MRP, Meridian utility characteristics miss Fisher’s growth criteria
The government has indicated a possible selldown for Meridian in the third quarter of this year.
The government has indicated a possible selldown for Meridian in the third quarter of this year.
Mighty River Power and Meridian Energy's utility-style earnings and regulatory risk mean they fail the investment criteria for Fisher Funds' managed Kingfish, according to the NZX-listed equity investor's quarterly newsletter.
Kingfish did not participate in the government's selldown of Mighty River Power, whose shares are trading below the $2.50 sale price "and is unlikely to participate in the pending float of Meridian", according to the newsletter from Fisher Funds Management managing director Carmel Fisher and senior portfolio manager Murray Brown.
Kingfish listed in 2004 and invests in between 10 and 25 growing New Zealand companies. Its biggest investments include Ryman Healthcare, Mainfreight, Fisher & Paykel Healthcare and Summerset Group.
Fisher Funds uses an in-house analysis tool called the STEEP process, which scores companies against criteria for strength of business, track record, earnings history, future earnings growth and people/management.

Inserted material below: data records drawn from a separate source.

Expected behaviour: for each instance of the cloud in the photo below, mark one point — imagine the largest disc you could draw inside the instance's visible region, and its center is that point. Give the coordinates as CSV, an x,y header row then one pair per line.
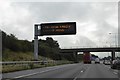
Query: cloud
x,y
94,20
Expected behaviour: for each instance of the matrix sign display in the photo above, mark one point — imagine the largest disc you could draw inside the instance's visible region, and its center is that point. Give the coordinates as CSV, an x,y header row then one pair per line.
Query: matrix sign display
x,y
58,28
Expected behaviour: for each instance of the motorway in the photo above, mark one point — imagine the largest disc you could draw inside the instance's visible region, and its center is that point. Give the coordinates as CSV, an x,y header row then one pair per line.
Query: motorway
x,y
71,71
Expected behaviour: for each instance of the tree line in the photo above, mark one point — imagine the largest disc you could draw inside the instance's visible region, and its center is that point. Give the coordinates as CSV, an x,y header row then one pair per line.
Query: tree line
x,y
47,48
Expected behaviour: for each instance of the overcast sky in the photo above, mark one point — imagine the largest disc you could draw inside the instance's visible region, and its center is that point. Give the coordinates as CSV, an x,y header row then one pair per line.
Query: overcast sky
x,y
95,20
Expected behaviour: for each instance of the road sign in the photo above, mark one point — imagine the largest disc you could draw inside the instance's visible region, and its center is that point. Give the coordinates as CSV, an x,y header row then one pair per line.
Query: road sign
x,y
64,28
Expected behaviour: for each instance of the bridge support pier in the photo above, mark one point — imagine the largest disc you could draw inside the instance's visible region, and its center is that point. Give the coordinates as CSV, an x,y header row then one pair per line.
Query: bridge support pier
x,y
113,55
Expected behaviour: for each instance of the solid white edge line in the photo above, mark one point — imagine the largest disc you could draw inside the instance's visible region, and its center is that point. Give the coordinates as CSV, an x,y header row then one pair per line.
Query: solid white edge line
x,y
34,73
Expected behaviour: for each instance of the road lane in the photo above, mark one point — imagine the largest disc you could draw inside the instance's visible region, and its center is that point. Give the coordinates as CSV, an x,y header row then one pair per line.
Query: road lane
x,y
73,71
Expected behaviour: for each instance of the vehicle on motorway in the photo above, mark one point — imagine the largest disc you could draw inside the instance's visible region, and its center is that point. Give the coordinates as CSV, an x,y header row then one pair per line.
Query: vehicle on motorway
x,y
97,60
86,58
106,62
115,64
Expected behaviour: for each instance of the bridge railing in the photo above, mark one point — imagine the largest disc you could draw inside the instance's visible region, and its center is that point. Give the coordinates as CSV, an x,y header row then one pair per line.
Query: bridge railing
x,y
22,65
89,47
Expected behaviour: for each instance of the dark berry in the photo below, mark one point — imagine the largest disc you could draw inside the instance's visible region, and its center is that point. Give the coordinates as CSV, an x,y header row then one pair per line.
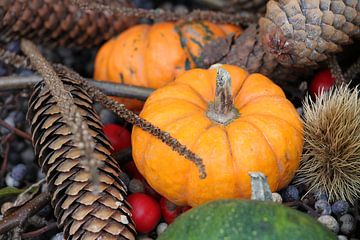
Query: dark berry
x,y
323,207
340,207
290,194
125,178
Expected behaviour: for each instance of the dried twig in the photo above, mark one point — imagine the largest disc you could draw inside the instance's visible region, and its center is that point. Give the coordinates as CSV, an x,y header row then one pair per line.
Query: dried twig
x,y
15,130
5,156
119,109
18,217
336,71
110,89
134,119
65,102
242,18
56,22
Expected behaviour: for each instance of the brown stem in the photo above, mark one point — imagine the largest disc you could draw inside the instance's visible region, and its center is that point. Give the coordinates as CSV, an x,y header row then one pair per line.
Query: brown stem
x,y
243,18
18,217
111,89
222,109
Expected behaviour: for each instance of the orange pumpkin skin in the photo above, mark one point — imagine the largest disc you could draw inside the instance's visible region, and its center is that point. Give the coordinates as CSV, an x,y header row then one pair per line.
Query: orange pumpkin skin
x,y
153,55
266,137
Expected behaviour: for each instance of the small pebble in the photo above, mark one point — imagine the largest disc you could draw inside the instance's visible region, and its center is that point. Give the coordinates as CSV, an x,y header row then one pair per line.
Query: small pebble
x,y
58,236
347,224
276,197
135,185
19,172
323,207
330,222
10,181
340,207
28,155
161,228
6,206
291,193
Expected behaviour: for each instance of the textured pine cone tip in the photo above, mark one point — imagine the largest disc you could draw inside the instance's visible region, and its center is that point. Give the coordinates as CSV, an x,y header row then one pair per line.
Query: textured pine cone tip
x,y
61,22
302,33
81,213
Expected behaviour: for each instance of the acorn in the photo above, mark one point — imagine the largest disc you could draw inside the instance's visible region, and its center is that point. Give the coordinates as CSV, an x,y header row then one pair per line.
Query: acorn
x,y
331,159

The two state controlled power companies "do not score high enough in the growth elements of our STEEP process to warrant investment in the Kingfish portfolio", which is a long-term growth fund, Ms Fisher says.
STEEP was used to "identify quality businesses with growth orientation, that could double earnings over a three-to-five-year period," Ms Fisher told BusinessDesk. "We don't believe Mighty River Power and Meridian can do that."
While the two companies did not qualify for the fund manager's New Zealand equity portfolios, they had been included in its property and infrastructure-type portfolios and in its KiwiSaver balanced funds, where "you don't have to have 'shoot the lights out' earnings growth", she says.
Units of Kingfish were last at $1.30, valuing the fund at $150 million, and have gained 11 percent this year. Might River Power fell 1.3 percent to $2.37.
The government has indicated a possible selldown for Meridian in the third quarter of this year.